At 08:46 PM 11/26/98 +0600, you wrote:
>>I have a slightly different idea. Allow write protect option for a part of
>>the RAM. Just like turbo R BIOS in DRAM, or ESE-SCC in ROM mode.
>
>Can You Write me about details?
Using write protect:
Let's say you have a Z380 system with 4MB RAM, at addresses 000000-3FFFFF.
System software code is 256K in size, system software data is another 256K.
The code is placed at 000000-03FFFF, the data at 040000-07FFFF.
You can choose to write protect only 000000-03FFFF, giving low protection
but less overhead, or write protect entire 000000-07FFFF area, giving
better protection but demanding the system software to turn off write
protect before modifying its data and turning write protect on afterwards.
Implementing write protect:
You could use a address mask, allowing only sizes that are a power of 2 to
be write protected (..., 010000, 020000, 040000, ...).

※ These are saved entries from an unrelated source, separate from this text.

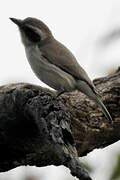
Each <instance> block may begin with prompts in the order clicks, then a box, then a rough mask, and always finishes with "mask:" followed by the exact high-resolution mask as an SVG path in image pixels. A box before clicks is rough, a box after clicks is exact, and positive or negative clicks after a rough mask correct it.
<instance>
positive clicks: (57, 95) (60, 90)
mask: <svg viewBox="0 0 120 180" xmlns="http://www.w3.org/2000/svg"><path fill="white" fill-rule="evenodd" d="M64 92H65V90H64V89H60V90H59V91H57V93H56V97H59V96H60V95H61V94H63V93H64Z"/></svg>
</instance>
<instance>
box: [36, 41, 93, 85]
mask: <svg viewBox="0 0 120 180" xmlns="http://www.w3.org/2000/svg"><path fill="white" fill-rule="evenodd" d="M39 48H40V51H41V52H42V55H43V56H44V57H45V58H46V59H47V60H48V61H49V62H50V63H52V64H54V65H56V66H58V67H59V68H61V69H62V70H64V71H66V72H67V73H69V74H71V75H72V76H74V77H75V78H76V79H80V80H83V81H86V82H87V83H88V84H89V85H90V86H91V88H92V89H94V84H93V83H92V81H91V80H90V78H89V77H88V75H87V73H86V72H85V71H84V69H83V68H82V67H81V66H80V65H79V63H78V62H77V60H76V59H75V57H74V56H73V54H72V53H71V52H70V51H69V50H68V49H67V48H66V47H65V46H64V45H62V44H61V43H59V42H58V41H56V40H55V39H54V40H51V41H50V42H49V43H45V44H44V45H39Z"/></svg>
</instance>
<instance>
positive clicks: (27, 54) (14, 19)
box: [10, 17, 112, 123]
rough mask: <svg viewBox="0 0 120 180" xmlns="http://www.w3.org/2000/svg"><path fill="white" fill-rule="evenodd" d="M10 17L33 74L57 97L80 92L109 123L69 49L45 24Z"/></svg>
mask: <svg viewBox="0 0 120 180" xmlns="http://www.w3.org/2000/svg"><path fill="white" fill-rule="evenodd" d="M10 20H11V21H12V22H14V23H15V24H16V25H17V26H18V28H19V31H20V35H21V40H22V43H23V45H24V47H25V52H26V56H27V59H28V61H29V64H30V66H31V68H32V70H33V72H34V73H35V74H36V76H37V77H38V78H39V79H40V80H41V81H43V82H44V83H45V84H47V85H48V86H50V87H51V88H53V89H55V90H56V91H57V93H56V94H57V97H58V96H60V95H61V94H63V93H66V92H72V91H75V90H78V91H80V92H82V93H84V94H85V95H86V96H88V98H89V99H91V100H93V101H94V102H95V103H96V104H97V105H98V107H100V108H101V110H102V112H103V114H104V115H105V117H106V118H107V120H108V121H109V122H110V123H112V117H111V115H110V113H109V112H108V110H107V108H106V107H105V105H104V104H103V102H102V100H101V98H100V96H99V93H98V91H97V89H96V87H95V85H94V83H93V82H92V81H91V80H90V78H89V76H88V74H87V73H86V71H85V70H84V69H83V68H82V67H81V66H80V64H79V63H78V61H77V60H76V58H75V56H74V55H73V54H72V52H71V51H70V50H69V49H68V48H67V47H65V46H64V45H63V44H62V43H60V42H59V41H57V40H56V39H55V38H54V36H53V34H52V32H51V30H50V29H49V27H48V26H47V25H46V24H45V23H44V22H42V21H41V20H39V19H36V18H33V17H27V18H25V19H24V20H21V19H16V18H10Z"/></svg>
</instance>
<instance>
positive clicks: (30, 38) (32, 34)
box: [23, 27, 41, 43]
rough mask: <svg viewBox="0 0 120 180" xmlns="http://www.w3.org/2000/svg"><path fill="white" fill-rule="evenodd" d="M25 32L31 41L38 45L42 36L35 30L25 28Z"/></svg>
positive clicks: (27, 27) (28, 28) (27, 28)
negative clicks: (41, 36) (35, 43)
mask: <svg viewBox="0 0 120 180" xmlns="http://www.w3.org/2000/svg"><path fill="white" fill-rule="evenodd" d="M23 30H24V32H25V34H26V36H27V37H28V39H29V40H30V41H32V42H34V43H36V42H39V41H40V40H41V37H40V35H39V34H38V33H37V32H35V31H34V29H32V28H30V27H24V29H23Z"/></svg>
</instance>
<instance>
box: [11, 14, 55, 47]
mask: <svg viewBox="0 0 120 180" xmlns="http://www.w3.org/2000/svg"><path fill="white" fill-rule="evenodd" d="M10 19H11V21H13V22H14V23H15V24H16V25H17V26H18V27H19V30H20V33H21V37H22V42H23V44H24V46H25V47H27V46H30V45H33V44H36V43H39V42H41V41H43V40H47V39H50V38H52V33H51V31H50V30H49V28H48V27H47V26H46V25H45V24H44V23H43V22H42V21H40V20H38V19H36V18H31V17H28V18H26V19H24V20H20V19H15V18H10Z"/></svg>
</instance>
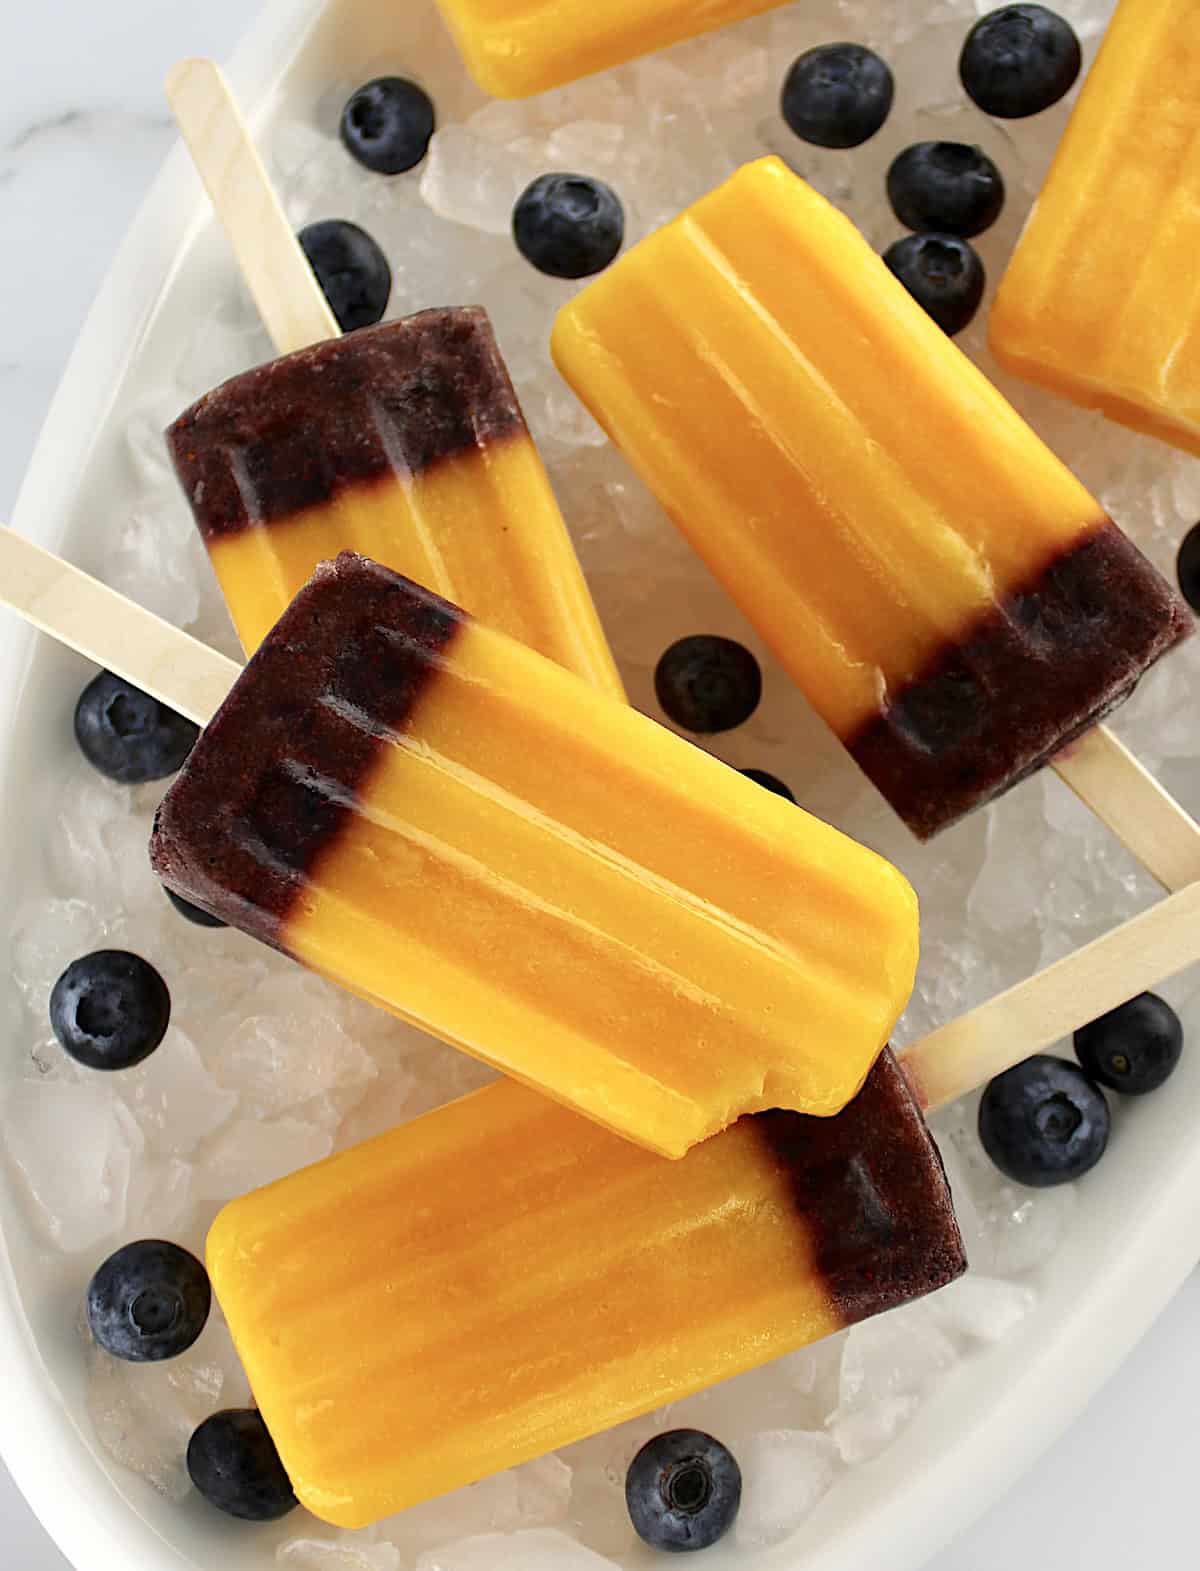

I think you
suggested something like that in your previous message, but I'm not sure I
understood all of it.
A more flexible way is to make segments of a fixed size, and decide per
segment wether it can be written or not. Segment size could be 64K for
example. This would be very flexible:
- you can protect variable sizes of memory (not just powers of 2)
- in a multitasking system, you could write protect memory of idle tasks
But the costs are also high: you have to do a table lookup for every memory
access. Unless you can implement this very fast in hardware, it would bring
down system performance a lot.
How to handle an illegal memory write:
I see two options:
- Ignore the write attempt. This can be done by not sending the memory IC
the write enable signal. Advantage: simple to implement. Disadvantage: the
user won't know a program is behaving badly.
- Generate some kind of exception. For example, generate an interrupt and
use a certain flag to incidate a write violation. The operating system can
act upon this, for example by shutting down the offending program.
If you have more questions, please ask them.